This is an old article but contains important information related to behavorial finance. This study could easily have been written by one of the best value investors ever, David Dreman. I know most of the readership here is men so many people will not like this article. However, it is true that in general women are better investors than men. The reason mainly has to do with the fact men have more overconfidence which most of the time hurts their investments.
I was like the men described in this article many years ago until I discovered value investing. A large part of value investing is patience, and temperment. You can be the best stock picker in the world but if you bail out of all your investments when Lehman brothers collapses, and every “expert” on TV is predicting a depression you will end up losing money in the stock market.
Of course this article does not describe all men. As I said value investors, and investors with a long term approach who can stomach declines in their portfolio of more than 50% are more like the women in the article. No I am not saying you are feminine, I mean that you have the right attitude to make money in the stock market.
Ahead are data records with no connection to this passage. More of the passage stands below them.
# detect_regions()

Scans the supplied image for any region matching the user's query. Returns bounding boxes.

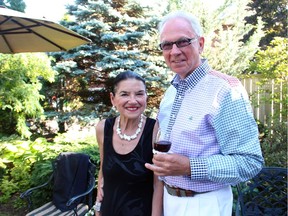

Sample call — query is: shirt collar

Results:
[171,59,211,89]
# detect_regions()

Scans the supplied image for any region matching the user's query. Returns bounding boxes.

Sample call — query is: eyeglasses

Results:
[159,37,198,51]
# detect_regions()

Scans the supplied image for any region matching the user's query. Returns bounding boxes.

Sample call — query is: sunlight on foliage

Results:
[0,53,56,138]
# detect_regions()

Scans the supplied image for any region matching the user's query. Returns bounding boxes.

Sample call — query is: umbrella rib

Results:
[0,24,40,34]
[33,31,67,51]
[7,18,67,51]
[1,16,89,48]
[0,16,10,25]
[23,17,90,42]
[1,35,13,53]
[0,8,91,53]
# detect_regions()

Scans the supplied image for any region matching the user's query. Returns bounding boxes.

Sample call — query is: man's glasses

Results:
[159,37,198,51]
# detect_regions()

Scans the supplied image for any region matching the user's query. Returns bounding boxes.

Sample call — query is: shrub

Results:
[260,120,287,168]
[0,128,100,210]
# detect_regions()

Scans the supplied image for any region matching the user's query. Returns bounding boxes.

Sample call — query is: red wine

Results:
[154,140,171,152]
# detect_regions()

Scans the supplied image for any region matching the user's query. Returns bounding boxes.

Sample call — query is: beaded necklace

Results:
[116,114,144,141]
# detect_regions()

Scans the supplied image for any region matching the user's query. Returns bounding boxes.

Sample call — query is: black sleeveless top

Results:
[101,117,156,216]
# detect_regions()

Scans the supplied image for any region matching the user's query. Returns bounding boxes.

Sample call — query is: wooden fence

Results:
[241,75,286,125]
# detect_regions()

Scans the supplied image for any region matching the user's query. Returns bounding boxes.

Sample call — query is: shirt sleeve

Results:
[190,85,264,185]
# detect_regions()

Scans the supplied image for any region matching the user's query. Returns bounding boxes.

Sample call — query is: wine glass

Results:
[153,129,171,154]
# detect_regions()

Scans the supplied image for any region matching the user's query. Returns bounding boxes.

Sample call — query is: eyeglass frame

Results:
[159,37,198,51]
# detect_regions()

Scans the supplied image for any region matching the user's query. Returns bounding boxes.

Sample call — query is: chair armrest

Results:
[20,174,53,211]
[66,175,96,207]
[20,174,53,199]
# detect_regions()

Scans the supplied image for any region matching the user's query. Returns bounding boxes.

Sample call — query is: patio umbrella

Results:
[0,6,91,53]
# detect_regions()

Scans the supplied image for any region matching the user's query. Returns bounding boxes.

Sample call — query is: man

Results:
[145,11,264,216]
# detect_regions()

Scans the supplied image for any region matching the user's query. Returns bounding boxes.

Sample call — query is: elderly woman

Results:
[94,71,163,216]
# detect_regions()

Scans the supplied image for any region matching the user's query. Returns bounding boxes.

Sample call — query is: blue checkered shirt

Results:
[157,59,264,192]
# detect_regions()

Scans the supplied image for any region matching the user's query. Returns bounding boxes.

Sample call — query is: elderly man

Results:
[145,11,263,216]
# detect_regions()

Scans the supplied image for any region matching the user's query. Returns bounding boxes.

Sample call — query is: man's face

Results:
[160,17,204,79]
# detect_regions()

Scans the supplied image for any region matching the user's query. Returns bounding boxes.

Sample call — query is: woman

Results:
[94,71,163,216]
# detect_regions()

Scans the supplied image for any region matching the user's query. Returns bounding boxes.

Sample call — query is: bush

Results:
[0,128,100,210]
[260,120,287,168]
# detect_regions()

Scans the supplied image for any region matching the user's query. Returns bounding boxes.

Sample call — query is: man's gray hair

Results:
[158,11,203,37]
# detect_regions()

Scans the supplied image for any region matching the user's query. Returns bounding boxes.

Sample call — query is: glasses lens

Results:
[160,42,173,50]
[176,39,191,48]
[159,38,195,50]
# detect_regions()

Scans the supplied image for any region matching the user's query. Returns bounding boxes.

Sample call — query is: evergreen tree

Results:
[244,0,287,49]
[0,0,25,11]
[49,0,169,119]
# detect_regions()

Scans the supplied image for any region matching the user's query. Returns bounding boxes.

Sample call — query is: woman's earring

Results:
[112,106,117,112]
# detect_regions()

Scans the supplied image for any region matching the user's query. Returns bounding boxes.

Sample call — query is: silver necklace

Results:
[116,114,144,141]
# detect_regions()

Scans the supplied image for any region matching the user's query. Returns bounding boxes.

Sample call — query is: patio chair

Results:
[235,167,287,216]
[20,152,96,216]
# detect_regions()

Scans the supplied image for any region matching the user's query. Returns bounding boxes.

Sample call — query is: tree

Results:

Below is a brief abstract followed by the full article in Scribd format:
Theoretical models of financial markets built on the assumption that some investors are overconfident yield one central prediction: overconfident investors will trade too much. We test this prediction by partitioning investors on the basis of a variable that provides a natural proxy for overconfidence – gender. Psychological research has established that men are more prone to overconfidence than women. Thus, models of investor overconfidence predict that men will trade more and perform worse than women. Using account data for over 35,000 households from a large discount brokerage firm, we analyze the common stock investments of men and women from February 1991 through January 1997. Consistent with the predictions of the overconfidence models, we document that men trade 45 percent more than women and earn annual risk-adjusted net returns that are 1.4 percent less than those earned by women. These differences are more pronounced between single men and single women; single men trade 67 percent more than single women and earn annual risk-adjusted net returns that are 2.3 percent less than those earned by single women.